Submitted to: Agricultural and Forest Entomology
Publication Type: Review Article
Publication Acceptance Date: 8/27/2008
Publication Date: 2/1/2009
Citation: Meinke, L., Sappington, T.W., Onstad, D., Guillemaud, T., Miller, N.J., Komaromi, J., Levay, N., Furlan, L., Kiss, J., Toth, F. 2009. Western Corn Rootworm (Diabrotica virgifera virgifera LeConte) Population Dynamics. Agricultural and Forest Entomology. 11(1):29-46.

Interpretive Summary:

Technical Abstract: Much has been learned about the population dynamics of the western corn rootworm over the last half-century of intensive study, and this knowledge has helped humans manage this destructive pest of corn relatively successfully. However, this insect is something of a moving target when it comes to understanding key aspects of its ecology and developing effective methods of population suppression, because it has demonstrated an extraordinary ability to adapt rapidly to new environments and to human management tactics. The overall situation is complicated even more by its recent success as an invasive species in Europe, where environments and cropping systems are often not directly comparable to those in North America where most of the basic research has been conducted up to now. Furthermore, the complexity of any organism's physiology, reproductive biology, developmental biology, genetics, and behavior make it a never ending well of inquiry, and western corn rootworm is no exception.

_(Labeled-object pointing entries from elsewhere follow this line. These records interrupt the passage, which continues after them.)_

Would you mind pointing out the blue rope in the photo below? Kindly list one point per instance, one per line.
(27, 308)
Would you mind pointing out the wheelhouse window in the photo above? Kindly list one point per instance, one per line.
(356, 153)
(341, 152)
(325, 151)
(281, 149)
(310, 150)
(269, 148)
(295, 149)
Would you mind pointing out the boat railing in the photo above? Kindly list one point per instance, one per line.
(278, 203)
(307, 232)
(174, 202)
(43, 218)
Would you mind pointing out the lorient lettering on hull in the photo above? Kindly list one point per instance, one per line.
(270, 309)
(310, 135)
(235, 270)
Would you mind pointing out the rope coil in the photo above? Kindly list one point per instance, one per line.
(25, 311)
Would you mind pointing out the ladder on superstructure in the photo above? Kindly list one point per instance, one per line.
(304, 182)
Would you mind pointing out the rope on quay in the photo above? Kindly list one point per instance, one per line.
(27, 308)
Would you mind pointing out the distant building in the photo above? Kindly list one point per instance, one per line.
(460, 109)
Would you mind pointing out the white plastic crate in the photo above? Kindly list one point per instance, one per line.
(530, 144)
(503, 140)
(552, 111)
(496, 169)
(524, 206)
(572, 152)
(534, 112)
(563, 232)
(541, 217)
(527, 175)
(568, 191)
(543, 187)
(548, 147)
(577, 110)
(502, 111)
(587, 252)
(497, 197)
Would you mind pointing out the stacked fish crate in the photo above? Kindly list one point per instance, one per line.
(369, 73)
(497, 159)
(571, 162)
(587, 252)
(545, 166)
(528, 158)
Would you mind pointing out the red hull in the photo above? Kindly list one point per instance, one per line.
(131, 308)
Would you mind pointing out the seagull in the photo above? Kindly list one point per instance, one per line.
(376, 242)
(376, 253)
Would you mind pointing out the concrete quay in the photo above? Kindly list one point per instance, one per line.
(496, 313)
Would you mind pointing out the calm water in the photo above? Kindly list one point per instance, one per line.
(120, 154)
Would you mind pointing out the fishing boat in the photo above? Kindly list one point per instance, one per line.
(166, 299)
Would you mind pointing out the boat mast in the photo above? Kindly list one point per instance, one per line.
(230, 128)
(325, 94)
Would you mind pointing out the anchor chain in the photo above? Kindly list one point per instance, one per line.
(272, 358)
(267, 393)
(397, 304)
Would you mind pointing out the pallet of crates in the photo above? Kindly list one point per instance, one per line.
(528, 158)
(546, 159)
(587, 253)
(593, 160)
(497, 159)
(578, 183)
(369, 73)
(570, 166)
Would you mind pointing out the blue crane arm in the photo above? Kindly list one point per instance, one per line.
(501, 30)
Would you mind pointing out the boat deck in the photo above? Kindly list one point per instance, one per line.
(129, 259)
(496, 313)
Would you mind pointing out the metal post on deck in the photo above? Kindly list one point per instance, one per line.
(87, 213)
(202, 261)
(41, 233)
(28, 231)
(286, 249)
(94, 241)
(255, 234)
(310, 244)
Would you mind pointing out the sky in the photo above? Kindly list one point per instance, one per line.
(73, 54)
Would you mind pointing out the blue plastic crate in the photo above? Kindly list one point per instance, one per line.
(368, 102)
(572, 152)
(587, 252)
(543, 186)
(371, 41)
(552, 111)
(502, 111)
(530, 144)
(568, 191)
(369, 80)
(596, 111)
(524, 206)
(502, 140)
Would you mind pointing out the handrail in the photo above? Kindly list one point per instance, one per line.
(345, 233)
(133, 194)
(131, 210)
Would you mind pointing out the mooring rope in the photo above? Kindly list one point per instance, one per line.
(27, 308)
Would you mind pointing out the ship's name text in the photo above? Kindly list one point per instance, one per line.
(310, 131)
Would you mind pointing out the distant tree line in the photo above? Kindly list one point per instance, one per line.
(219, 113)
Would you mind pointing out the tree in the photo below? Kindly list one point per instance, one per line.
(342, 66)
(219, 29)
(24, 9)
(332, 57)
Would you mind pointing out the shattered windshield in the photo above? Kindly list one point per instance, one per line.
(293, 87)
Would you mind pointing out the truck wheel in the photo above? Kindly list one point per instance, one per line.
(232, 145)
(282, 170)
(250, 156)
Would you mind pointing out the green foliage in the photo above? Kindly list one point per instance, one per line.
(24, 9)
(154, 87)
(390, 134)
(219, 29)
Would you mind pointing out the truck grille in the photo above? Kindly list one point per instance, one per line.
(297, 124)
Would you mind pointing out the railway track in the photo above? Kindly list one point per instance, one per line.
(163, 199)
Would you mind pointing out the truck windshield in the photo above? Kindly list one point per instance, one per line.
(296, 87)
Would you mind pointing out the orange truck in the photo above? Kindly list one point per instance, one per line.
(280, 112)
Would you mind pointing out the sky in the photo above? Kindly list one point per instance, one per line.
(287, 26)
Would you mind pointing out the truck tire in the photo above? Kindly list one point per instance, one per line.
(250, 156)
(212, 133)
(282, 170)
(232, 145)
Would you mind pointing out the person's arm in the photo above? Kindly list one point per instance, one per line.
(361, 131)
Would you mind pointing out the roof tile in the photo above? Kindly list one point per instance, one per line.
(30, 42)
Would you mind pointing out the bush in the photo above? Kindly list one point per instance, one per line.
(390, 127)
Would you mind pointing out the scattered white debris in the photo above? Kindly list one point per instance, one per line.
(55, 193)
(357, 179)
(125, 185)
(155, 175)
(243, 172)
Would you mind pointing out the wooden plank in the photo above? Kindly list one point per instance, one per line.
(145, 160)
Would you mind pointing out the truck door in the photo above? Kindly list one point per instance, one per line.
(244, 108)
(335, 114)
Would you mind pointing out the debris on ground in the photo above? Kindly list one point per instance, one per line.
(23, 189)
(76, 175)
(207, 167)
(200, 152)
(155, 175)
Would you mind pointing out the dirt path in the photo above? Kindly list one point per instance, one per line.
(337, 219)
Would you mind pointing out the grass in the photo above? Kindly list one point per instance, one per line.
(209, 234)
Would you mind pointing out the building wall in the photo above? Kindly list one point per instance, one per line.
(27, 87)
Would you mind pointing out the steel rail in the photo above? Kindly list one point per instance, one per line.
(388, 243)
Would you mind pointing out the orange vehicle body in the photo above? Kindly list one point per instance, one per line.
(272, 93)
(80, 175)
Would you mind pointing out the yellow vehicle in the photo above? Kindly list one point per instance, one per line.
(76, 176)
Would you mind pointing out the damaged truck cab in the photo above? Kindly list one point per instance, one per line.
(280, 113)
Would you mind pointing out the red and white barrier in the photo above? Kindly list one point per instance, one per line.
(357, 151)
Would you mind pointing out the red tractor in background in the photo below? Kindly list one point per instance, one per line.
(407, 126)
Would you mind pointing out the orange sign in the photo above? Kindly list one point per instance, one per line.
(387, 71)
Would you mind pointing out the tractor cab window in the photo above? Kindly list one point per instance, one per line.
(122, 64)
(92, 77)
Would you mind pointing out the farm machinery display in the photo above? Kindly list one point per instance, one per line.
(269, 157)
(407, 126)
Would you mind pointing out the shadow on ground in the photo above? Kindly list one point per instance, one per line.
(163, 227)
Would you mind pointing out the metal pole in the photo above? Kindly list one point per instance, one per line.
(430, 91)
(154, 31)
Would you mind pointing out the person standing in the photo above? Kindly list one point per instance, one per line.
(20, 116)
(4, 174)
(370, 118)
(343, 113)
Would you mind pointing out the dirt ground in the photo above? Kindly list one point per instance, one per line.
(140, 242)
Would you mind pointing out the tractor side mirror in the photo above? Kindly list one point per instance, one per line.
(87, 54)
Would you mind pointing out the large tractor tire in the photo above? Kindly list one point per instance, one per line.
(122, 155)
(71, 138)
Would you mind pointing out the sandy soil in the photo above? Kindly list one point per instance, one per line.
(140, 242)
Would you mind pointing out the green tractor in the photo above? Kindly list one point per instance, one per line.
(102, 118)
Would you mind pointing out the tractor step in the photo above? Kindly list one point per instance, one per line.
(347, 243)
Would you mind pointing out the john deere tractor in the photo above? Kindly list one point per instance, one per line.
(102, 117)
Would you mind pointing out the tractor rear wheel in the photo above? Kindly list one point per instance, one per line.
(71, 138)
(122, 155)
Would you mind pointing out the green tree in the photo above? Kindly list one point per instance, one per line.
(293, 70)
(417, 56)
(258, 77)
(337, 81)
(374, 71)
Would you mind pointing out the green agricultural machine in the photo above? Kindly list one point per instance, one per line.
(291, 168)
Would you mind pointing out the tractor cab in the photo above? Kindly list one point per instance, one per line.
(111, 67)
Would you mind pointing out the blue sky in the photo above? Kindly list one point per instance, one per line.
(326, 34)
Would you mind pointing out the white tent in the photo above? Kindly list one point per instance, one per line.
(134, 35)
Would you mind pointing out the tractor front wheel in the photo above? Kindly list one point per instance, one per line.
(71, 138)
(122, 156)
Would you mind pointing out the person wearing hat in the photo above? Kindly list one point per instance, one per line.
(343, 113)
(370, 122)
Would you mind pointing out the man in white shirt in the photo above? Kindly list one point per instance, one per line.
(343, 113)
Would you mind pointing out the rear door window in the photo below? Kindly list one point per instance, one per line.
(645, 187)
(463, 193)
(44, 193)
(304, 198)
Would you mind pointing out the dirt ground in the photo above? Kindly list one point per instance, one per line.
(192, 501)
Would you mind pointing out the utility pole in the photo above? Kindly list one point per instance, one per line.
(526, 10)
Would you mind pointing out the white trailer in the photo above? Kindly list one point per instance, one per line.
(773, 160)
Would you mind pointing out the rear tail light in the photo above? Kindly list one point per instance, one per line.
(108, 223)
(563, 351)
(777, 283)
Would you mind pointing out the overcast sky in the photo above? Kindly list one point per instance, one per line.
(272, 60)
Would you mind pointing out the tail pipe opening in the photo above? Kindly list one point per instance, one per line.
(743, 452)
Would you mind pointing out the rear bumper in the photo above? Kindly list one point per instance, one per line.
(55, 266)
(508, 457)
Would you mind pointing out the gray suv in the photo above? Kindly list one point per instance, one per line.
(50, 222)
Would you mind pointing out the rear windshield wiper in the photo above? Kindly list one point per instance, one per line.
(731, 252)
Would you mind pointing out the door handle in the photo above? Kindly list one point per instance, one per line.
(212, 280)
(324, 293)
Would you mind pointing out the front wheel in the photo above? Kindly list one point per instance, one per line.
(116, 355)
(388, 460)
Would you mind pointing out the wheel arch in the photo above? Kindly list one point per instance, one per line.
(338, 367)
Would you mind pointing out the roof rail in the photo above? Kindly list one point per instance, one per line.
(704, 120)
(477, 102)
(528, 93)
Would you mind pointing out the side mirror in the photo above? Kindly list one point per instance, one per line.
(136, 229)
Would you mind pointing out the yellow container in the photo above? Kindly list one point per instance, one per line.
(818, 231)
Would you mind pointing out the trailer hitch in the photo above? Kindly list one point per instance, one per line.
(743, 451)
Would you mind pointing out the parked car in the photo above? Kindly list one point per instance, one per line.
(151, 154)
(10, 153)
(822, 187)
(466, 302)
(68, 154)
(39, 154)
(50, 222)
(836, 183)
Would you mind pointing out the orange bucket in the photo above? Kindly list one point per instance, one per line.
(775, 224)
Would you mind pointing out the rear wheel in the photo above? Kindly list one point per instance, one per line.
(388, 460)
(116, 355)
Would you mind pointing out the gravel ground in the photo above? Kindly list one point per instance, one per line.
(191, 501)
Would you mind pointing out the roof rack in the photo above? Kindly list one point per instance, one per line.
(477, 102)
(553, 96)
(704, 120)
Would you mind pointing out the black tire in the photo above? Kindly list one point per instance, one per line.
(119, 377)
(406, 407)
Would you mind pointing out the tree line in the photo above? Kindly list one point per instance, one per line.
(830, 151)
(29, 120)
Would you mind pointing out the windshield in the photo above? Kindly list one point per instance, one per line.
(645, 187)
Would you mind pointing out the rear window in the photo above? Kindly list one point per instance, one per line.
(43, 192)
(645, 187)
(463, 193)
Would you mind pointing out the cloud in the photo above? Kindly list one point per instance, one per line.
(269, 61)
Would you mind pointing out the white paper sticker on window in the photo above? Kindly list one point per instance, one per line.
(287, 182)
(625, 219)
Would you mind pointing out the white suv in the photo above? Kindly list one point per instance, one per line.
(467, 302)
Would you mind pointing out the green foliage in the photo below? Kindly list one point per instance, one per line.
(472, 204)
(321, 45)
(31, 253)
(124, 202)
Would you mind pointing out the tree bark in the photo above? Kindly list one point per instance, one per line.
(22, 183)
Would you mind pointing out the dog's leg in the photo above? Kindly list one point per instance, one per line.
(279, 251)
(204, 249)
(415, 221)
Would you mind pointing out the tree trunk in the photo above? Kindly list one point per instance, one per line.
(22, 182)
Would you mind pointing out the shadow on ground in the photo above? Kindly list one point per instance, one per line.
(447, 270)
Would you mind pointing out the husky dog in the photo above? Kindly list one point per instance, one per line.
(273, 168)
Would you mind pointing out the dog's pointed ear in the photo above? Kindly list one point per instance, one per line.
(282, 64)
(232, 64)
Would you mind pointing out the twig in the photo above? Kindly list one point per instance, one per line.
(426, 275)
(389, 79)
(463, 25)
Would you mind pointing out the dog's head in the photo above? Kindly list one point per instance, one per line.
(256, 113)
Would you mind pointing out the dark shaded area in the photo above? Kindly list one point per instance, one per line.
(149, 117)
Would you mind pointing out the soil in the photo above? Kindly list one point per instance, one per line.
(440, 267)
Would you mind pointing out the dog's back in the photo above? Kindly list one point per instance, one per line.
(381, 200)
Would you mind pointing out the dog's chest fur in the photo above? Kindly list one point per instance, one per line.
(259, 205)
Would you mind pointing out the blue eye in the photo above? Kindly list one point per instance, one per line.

Even if we understood these traits completely, and even if adaptive plasticity were not an issue, the nature of population dynamics is indeed "dynamic." A host of environmental and intrinsic variables interact in complex ways to affect the development, survival, and behavior of the various stages of this insect. These interacting factors vary spatially at any given point in time, and temporally at a given location, producing different population outcomes depending on the scale at which the dynamics are measured: from a microhabitat, to a particular cornfield, to the farm level, to a clustering of farms, to a region. Consequently, as this review also reveals, much relevant research remains to be done.